Best-in-class managers collaboratively engage with their portfolio companies throughout the entire investment lifecycle to achieve meaningful stewardship outcomes for each investment decision. This includes identifying key ESG engagement topics, establishing how to measure and monitor progress and, importantly, reporting on engagement – encompassing both the breadth of the business and depth of conversation.

Integration

In our experience, best-in-class fund management groups have integrated sustainability into their entire investment philosophy and process – also offering support and resource to smaller clients in defining and establishing their objectives.

Many of these leaders are private asset managers.

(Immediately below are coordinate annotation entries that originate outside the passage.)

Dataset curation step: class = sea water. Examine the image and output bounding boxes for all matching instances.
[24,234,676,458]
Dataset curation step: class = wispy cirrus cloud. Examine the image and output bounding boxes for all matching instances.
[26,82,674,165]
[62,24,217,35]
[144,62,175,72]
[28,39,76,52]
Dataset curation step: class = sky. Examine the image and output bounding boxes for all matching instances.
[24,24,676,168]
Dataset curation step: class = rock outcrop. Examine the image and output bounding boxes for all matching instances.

For example, infrastructure private equity, as an asset class, continues to lead the way in advancing and applying ESG objectives. This is largely due to there being an enormous opportunity to create, adapt and maintain sustainable infrastructure in developed and developing markets – particularly through greenfield renewable projects.

Moreover, we observe that most of the specialist infrastructure managers that look at LGPS money have factored the most relevant of the 17 UN Sustainable Development Goals into their investment theses.

Such a best-practice approach is borne out by our recent survey of sustainable investment practices of 112 asset managers. When we asked how often ESG considerations impact an analyst’s recommendations, 91% of private equity managers said “each time”. The other 9% responded with “sometimes”. The equivalent numbers in other asset classes are vastly different – for example, just 66% of public equity managers responded with “each time” and 12% with “most of the time”.

Focus

We also see an opportunity for LGPS to work with private asset managers to define and set completely new types of key performance indicators more closely aligned with ESG criteria.

For example, in private debt, we are seeing many LGPS setting triggers for a reduction in fees or a donation to charity if certain ESG targets are not met.

These targets could include defined, mile-stoned reductions in scope 1 and 2 carbon emissions, a commonly recognised example at a portfolio level, or increased reliance on green energy or improved board diversity at an investment level.

Investment-level metrics are established to be of direct relevance and challenge to each underlying portfolio company borrower, whereas portfolio-level metrics are often of greater benefit to the limited partners.

Achieving these objectives would typically lead to a reduction in the coupon rate of around 10 basis points. However, managers continue to innovate to make such incentive mechanisms more meaningful to portfolio companies, including shortening maturities on loans, for example.

Standardisation

However, the other side of this coin – and one area in which private markets could be said to lag public markets – is the limited standardisation of environmental, social and governance objectives.

This is partly to do with the massive diversity in asset types, ownership structures, lending terms and conditions and so on.

Yet even here, there are some areas where private markets can still come out on top.

For example, environmental objectives are typically focused on the energy transition within specific timeframes and other parameters. And governance forms a key part of due diligence in private credit, private equity and infrastructure markets. Some might say that only equity holders can influence the outcome of a portfolio company, but best-in-class private lenders structure clear and tailored documentation, terms, data standardisation, reporting covenants and collation to support sustainable objectives.

Private markets show how sustainable and impactful ESG practices enhance financial performance.

Of course, in some cases, the advantage of private over public assets is slim regarding responsible investment. In other areas, though, it can be significant.

If managers of LGPS assets continue to build their private allocations at the expense of public securities, then they are arming themselves with the tools to invest ever more responsibly.